Decenas de fotos escondidas en una caja de madera, en su apartamento del barrio Belgrano. Cada una, una historia. Un momento donde ella aún no se escapaba.
Encendió la luz tenue del salón, cubierto de cuadros y libros antiguos. En la pared, colgaban mapas con rutas marcadas en rojo. En su celular, una app rastreaba la ubicación de Valentina cada vez que activaba el Wi-Fi. Elías sabía que su obsesión no era sana. Pero también sabía que Valentina le pertenecía. Y que nadie, ni siquiera Carolina, iba a arrebatársela.

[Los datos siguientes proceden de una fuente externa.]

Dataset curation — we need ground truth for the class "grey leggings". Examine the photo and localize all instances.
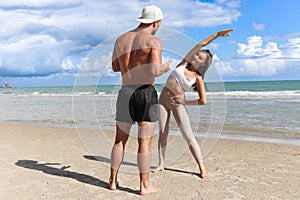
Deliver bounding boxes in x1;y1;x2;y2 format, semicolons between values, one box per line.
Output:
158;89;203;163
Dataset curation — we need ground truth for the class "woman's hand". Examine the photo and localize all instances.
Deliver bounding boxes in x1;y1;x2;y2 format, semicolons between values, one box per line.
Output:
173;95;185;105
217;28;234;36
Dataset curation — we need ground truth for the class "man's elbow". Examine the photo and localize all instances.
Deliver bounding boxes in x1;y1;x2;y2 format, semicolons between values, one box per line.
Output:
198;99;207;105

Se sentó frente al piano. Tocó la misma melodía que usaba para calmar sus impulsos: el Nocturno Op. 9 N.º 2 de Chopin. Pero sus manos temblaban.
Ella estaba dudando.
Lo sentía.
En el apartamento 7B, Carolina había pasado la noche en el sofá. Valentina no durmió. Las palabras de su amiga le daban vueltas en la cabeza: "Ese tipo tiene un patrón", "vas a terminar como ella", "esto no es amor".
Despertó con un mensaje en su celular. Número desconocido:
"Anoche no estabas sola. No me gusta que me ocultes cosas. Pensé que confiabas en mí."
—Elías.
El mensaje no tenía emojis, ni tono amoroso. Era seco. Acusador. Como un golpe en el estómago.

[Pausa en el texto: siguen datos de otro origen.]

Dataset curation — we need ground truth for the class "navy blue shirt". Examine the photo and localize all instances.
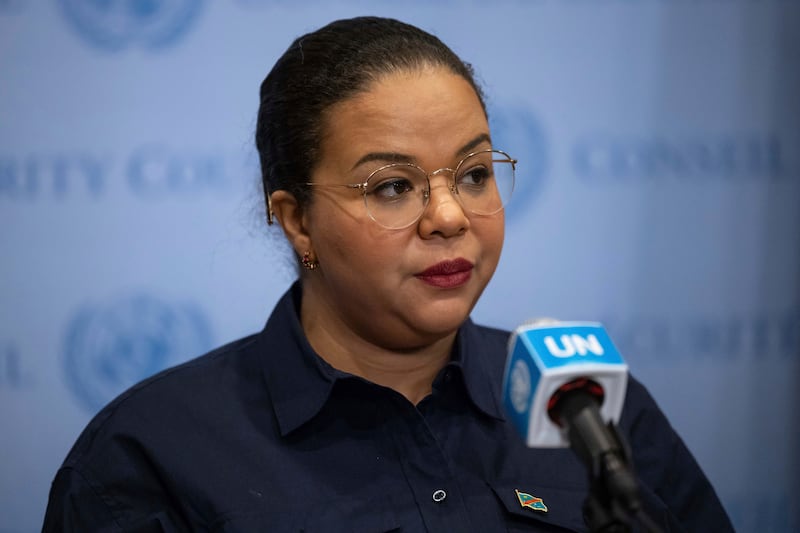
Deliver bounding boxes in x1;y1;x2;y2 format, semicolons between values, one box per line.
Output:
44;284;732;533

—¿Cómo supo que estabas conmigo? —preguntó Carolina al ver el mensaje.
—No lo sé —respondió Valentina, con las manos heladas.
—¿Pusiste tu ubicación? ¿Subiste algo a redes?
Valentina negó. Sabía lo que eso significaba. Él la estaba vigilando.
Carolina se levantó de un salto.
—Esto ya pasó el límite. Vamos a denunciarlo.
—No… aún no. —La voz de Valentina tembló—. Si lo denuncio, lo voy a enfurecer. No quiero saber de lo que es capaz.
—¿Y entonces? ¿Esperar a que te golpee?
—No me ha tocado nunca.
Carolina la miró, dolida.
—No necesita tocarte para destruirte. Ya te tiene rota, Valen. No ves que eso es parte de su control. Te quiere aislada, asustada, dependiente. Como una muñeca que no puede moverse sin permiso.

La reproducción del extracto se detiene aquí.